Light, Sound & Colour

What makes music?

What makes music?

Tap a table with your fingers and you make a sound. Tap it in a steady pattern, again and again, and suddenly it feels like a little tune. That tiny step is the start of music!

Music is sounds in a pattern

Music is simply sounds put together in patterns. When sounds come in an order that we choose — fast or slow, high or low, soft or loud — our ears notice the pattern and our brains say, “Ooh, that’s a song!”

The special sounds in music are called notes. A song is lots of notes arranged like beads on a string.
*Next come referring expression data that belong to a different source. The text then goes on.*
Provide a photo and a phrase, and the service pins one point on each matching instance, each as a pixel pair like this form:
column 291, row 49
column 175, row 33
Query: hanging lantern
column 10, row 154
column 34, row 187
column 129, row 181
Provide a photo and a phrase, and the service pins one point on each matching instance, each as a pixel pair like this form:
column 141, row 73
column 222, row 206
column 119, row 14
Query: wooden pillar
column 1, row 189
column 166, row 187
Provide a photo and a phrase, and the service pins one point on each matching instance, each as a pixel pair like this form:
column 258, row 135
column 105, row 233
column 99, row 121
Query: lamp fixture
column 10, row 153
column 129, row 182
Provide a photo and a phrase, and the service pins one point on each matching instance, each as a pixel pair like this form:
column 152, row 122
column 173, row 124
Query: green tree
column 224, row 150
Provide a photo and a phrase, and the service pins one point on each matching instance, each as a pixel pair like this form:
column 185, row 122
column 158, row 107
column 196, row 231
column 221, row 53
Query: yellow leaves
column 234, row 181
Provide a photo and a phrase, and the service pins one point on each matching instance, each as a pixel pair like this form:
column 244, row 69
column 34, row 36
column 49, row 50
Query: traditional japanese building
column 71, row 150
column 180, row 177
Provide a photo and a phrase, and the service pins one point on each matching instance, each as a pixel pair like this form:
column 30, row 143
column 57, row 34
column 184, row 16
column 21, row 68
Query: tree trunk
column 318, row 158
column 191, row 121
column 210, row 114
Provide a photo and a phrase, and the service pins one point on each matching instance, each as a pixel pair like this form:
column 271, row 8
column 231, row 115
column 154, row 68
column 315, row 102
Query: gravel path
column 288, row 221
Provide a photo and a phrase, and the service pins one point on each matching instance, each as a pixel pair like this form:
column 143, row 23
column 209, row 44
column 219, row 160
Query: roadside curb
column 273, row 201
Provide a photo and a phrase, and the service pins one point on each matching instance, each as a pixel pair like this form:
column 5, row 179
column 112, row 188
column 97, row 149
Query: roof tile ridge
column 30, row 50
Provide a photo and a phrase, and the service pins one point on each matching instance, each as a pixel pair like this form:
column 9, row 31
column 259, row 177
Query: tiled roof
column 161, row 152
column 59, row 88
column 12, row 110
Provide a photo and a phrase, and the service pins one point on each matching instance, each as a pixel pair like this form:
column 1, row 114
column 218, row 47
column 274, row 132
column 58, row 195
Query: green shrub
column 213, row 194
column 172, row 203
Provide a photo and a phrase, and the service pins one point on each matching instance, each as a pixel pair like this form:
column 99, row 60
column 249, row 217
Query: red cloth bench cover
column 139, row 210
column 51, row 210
Instruments shake to make notes

Every instrument makes notes by vibrating, which means shaking very fast. A guitar string shakes when you pluck it. The air inside a flute shakes when you blow. The skin of a drum shakes when you hit it.

That tiny shaking pushes the air, and the wiggling air carries the sound to your ears.

High notes and low notes

Here is the clever bit. When something shakes fast, you hear a high note, like a tiny bird. When it shakes slowly, you hear a low note, like a big rumbly bear.

A thin guitar string shakes fast and sings high. A thick one shakes slowly and hums low. Singers do this too, by stretching the tiny bands in their throats!

Wonder fact: A hummingbird’s wings flap so fast they make a humming note in the air — the bird turns flying into music!